HNT Induces Metabolic Perturbation Across Early Seed Development
We observed elevated hexose levels under HNT conditions at 3 DAF and then decreased relative to the control at 10 DAF. Although this change in accumulation under HNT was similar for glucose and fructose, it was statistically significant only for fructose. The decrease in hexoses at 10 DAF coincides with significant reduction in dry weight of developing seeds by 10 DAF (see Figure 1B); however, this decrease in dry weight might not be enough to explain the final yield parameters At the transcript level, STP14 showed downregulation at 10 DAF under HNT (see Figure 8), which corroborates with the levels of the detected monosaccharides (see Figure 7). Unlike hexoses, levels of trehalose differed significantly between HNT and control groups (HNT > control; see Figure 7). Trehalose levels often reflect the status of sucrose metabolism and trehalose-6-phosphate. The latter is a reaction intermediate in the conversion pathway between sucrose and trehalose and serves as a signaling molecule involved in carbon partitioning and plant development (Ponnu et al., 2011). Similarly, sugar alcohols accumulated to a greater extent under HNT during early stages of grain filling (7 and 10 DAF). These results are comparable to changes observed in wheat spikes where accumulation of sugars and their alcohol derivatives were observed under HNT (Impa et al., 2019). Amino acids like alanine and phenylalanine also showed increased abundance till 7 DAF under HNT. This is in line with wheat spike metabolite results from Impa et al., 2019 where increased accumulation of alanine was observed under HNT conditions. These similarities further suggest conserved metabolic response in cereals under HNT conditions.

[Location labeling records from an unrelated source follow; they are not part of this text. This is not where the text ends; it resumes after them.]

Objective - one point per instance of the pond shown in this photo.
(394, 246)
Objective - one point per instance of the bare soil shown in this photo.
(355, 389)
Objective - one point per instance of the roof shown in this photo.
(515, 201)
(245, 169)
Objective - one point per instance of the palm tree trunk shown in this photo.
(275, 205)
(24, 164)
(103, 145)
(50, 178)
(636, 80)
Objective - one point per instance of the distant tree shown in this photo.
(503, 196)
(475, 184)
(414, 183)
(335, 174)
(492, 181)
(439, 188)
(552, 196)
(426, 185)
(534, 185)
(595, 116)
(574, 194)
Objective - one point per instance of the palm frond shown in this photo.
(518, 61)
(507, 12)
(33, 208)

Metabolites related to the shikimic acid pathway including tyrosine, shikimic acid and quinic acid, were also affected significantly by the HNT treatment (see Figure 9). These metabolites grouped together within cluster II in HCA shown as Figure 7. The three metabolites also showed similar patterns in temporal accumulation during early seed development Figure 5. These results suggest that activity of the shikimic acid pathway alters during grain development and is affected by HNT. Gene expression analysis revealed downregulation of shikimate kinases by 7 and 10 DAF under HNT (see Figure 8). This observation correlates with declining levels for metabolites associated with the shikimic acid pathway (quinic acid, tyrosine, and shikimic acid) by 7 and 10 DAF under HNT (Figure 7 and Figure S4). Previous literature has shown that the shikimic acid pathway contribute to biotic and abiotic stress response through the synthesis of protective compounds such as anthocyanins and tocopherols (Dewick, 1995). It also produces the precursors for a phytohormone, salicylic acid, which is involved in the transduction of response to several abiotic stresses such as high and low temperatures as well as heavy metal stress (Janda et al., 2007). Although levels of phenylalanine were not significantly affected by HNT, it has been suggested that tyrosine can feed into the phenylpropanoid pathway via Tyr ammonia-lyase (Neish, 1961). The shikimic acid pathway is also involved in synthesis of auxin, which is related to plant development and response to abiotic stresses including high UV light tolerance (He and Li, 2001). Double knock-out mutants of shikimate kinase genes (ASK1 and ASK2) in Arabidopsis show delayed embryogenesis due to defective cell division and cell expansion (Liu et al., 2004). Also, the shikimate kinase genes in rice (OsSK1, OsSK2, and OsSK3) show preferential expression at the panicle heading stage that makes this pathway an interesting one to explore for its role during seed development (Kasai et al., 2005) and HNT response in rice.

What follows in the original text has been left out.